One of the main points I would make is this: It is NOT about intentions. It is about how someone else perceives your behavior. If you make them uncomfortable, then that behavior needs to STOP! It is all in the eye of the beholder.
While the behaviors Biden is accused of may seem minor compared to other behaviors by notable men in the news, he made some women uncomfortable. He has said he apologizes for making them uncomfortable, but he said he is not sorry for his intentions.
Joe Biden is out of touch.
My hope is that my students from the past decades remember that harassment is NOT about intentions. It is about perception. Biden should know this as a leader. While I believe he has good intentions and cares about making a human connection, that does not matter and he should have known this decades ago.
I also taught students to be assertive and to say something such as: Please do not put your arm around me. It makes me uncomfortable ….” I had a colleague who liked to call women “sweetie.” I told him how that bothered me. I was not his sweetie. He stopped, but he did not last long in our department or at the college for this and other reasons.
It can be difficult to say something if the person is your boss or has more power than you. But the goal is to get the behavior to stop. Or tell someone who will tell that person to stop. If the behavior stops, then the goal has been achieved and everyone can move on without the situation accelerating. Behaviors tend to be repeated and are patterns. So if one person is feeling uncomfortable, others are likely uncomfortable also.
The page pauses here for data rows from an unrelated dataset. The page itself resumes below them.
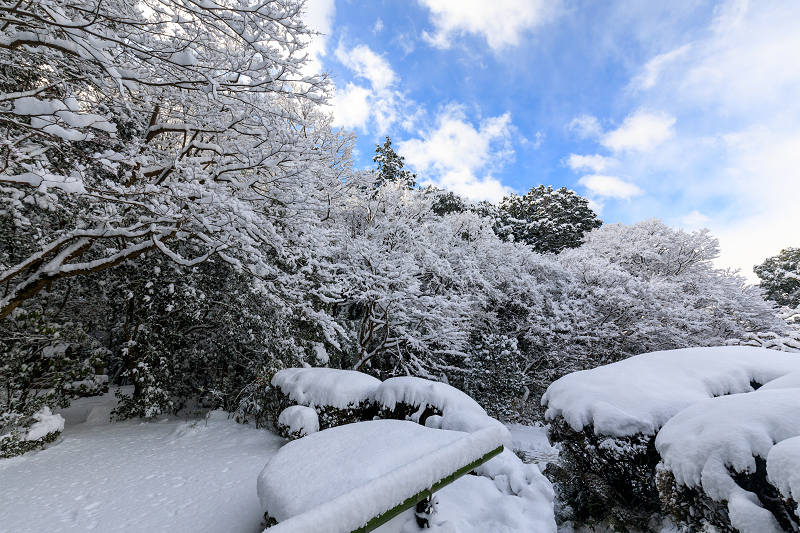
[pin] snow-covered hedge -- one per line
(718, 450)
(45, 429)
(338, 396)
(607, 418)
(415, 399)
(336, 480)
And if the offender is saying or doing something to you, the person is likely saying and doing it to others.
We just have to be careful in the workplace. And if you travel for work, remember your workplace follows you. Ask yourself these two simple questions:
- Would I want what I say or do on the front page of my local newspaper?
- Would I want what I say or do to be said or done to my sister, wife, mother, friend…?
When in doubt, leave it out. Don’t say it. Don’t do it.
It is NOT about intentions, but about perception.
My message for Joe: Have COURAGE to let go. Don’t run. Don’t let your ego take over.